Donald Trump’ın ikinci kez ABD başkanı olmasıyla birlikte herkes İran-İsrail geriliminin tırmanıp tırmanmayacağını merakla beklerken Yeni Şafak yazarı bize “yok öyle şey” demiş oluyor. Öyle ya Suriye’de Aleviler “Parayı da, silahı da İran’dan alıyorlar” ve böylece “Suriye’de İsrail’e alan açmaya çalışıyorlar”mış. “Bu kadarı da fazla” demeyin, İsrail ile İran’ın aslında birlikte hareket ettiğine inanan o kadar çok kişi var ki! Ve bunların hatırı sayılır bir bölümü ülkemizde yaşıyor.

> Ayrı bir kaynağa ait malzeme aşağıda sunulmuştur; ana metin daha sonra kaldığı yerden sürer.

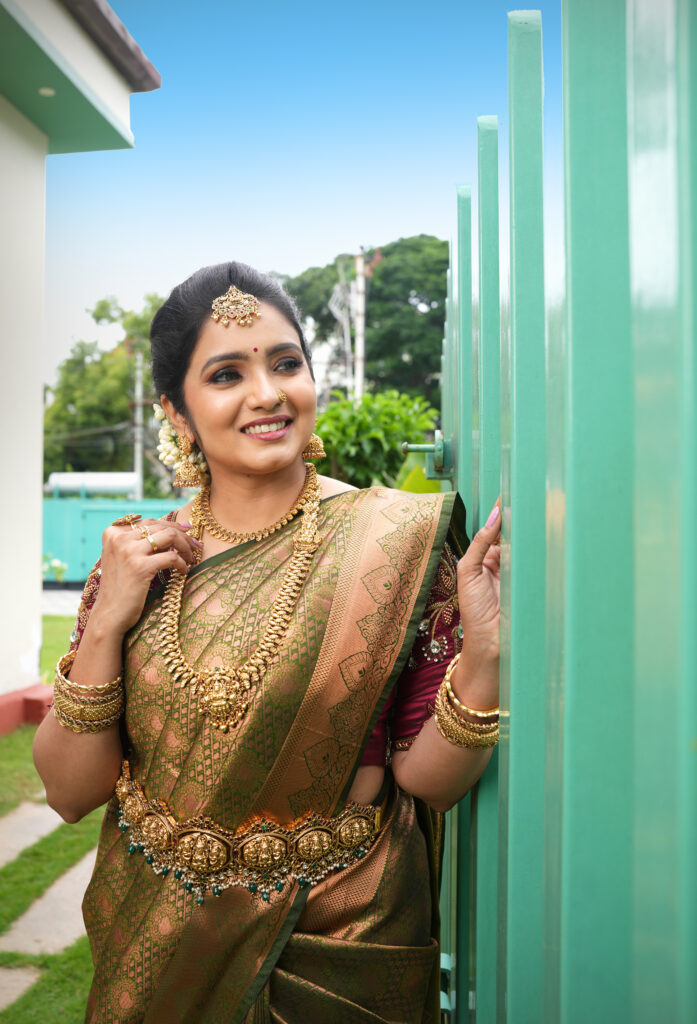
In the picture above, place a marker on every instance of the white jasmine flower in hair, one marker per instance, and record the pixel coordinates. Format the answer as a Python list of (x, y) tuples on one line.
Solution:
[(168, 449)]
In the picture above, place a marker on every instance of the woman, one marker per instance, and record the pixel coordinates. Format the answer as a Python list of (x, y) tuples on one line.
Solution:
[(265, 856)]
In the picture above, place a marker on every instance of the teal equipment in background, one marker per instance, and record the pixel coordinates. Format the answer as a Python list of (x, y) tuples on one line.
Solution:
[(573, 860), (73, 527)]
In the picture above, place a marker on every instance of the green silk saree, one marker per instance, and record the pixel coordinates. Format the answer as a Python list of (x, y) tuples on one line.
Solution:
[(360, 945)]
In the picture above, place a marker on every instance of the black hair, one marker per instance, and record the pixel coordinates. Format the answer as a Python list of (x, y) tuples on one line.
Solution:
[(177, 324)]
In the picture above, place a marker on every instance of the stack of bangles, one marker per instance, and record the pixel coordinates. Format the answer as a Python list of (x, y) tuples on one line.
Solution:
[(450, 721), (85, 709)]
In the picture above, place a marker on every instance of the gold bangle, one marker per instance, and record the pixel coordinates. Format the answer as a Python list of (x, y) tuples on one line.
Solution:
[(493, 713), (77, 725), (66, 664), (458, 720), (453, 728), (82, 713)]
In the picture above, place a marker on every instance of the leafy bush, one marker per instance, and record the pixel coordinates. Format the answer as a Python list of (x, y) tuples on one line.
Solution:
[(363, 439)]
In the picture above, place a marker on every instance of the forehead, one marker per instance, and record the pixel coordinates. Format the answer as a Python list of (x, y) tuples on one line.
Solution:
[(270, 329)]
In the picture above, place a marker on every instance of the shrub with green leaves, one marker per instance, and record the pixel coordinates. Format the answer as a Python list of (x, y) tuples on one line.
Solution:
[(363, 439)]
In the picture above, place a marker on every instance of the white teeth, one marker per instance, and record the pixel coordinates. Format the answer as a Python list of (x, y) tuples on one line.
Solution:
[(265, 428)]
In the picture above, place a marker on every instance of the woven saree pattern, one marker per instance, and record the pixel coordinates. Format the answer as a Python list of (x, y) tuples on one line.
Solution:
[(158, 954)]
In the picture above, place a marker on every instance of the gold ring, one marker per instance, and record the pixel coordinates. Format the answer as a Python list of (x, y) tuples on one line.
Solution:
[(127, 520)]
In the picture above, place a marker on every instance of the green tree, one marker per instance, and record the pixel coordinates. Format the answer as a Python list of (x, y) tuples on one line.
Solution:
[(404, 311), (88, 420), (363, 439), (405, 315)]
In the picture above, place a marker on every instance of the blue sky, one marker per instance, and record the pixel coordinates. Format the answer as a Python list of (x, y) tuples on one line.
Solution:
[(282, 140)]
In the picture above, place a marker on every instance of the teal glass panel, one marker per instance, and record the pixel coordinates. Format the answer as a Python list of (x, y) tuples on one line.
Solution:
[(524, 775), (596, 912), (662, 357)]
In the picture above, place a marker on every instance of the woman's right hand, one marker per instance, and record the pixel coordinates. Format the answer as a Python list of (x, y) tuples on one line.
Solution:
[(129, 562)]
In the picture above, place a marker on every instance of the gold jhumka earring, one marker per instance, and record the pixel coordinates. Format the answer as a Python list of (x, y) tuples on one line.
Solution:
[(187, 472)]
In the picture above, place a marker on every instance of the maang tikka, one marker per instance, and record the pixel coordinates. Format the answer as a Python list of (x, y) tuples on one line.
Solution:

Son olarak şunları söylemek istiyorum:
Arap, Türk, Kürt, hangi etnik kökenli olursa olsunlar Alevileri şeytanmış, teröristmiş gibi göstermek hiç doğru değil.
Tam da Kürt sorununda yeni bir evreye girilmişken Suriye’deki mezhep ateşini Türkiye’yi taşımaktan kaçınmak şart.
Alevileri dışlayarak yeni bir Suriye inşa etmek mümkün olamaz.
En son not da şu olsun: Birilerini aşağılamak için “köpek” benzetmesi kullanmak hiç de iyi bir fikir değil. Köpekler iyidir, fakat insanların tümü için aynı şeyi söylemek mümkün değil.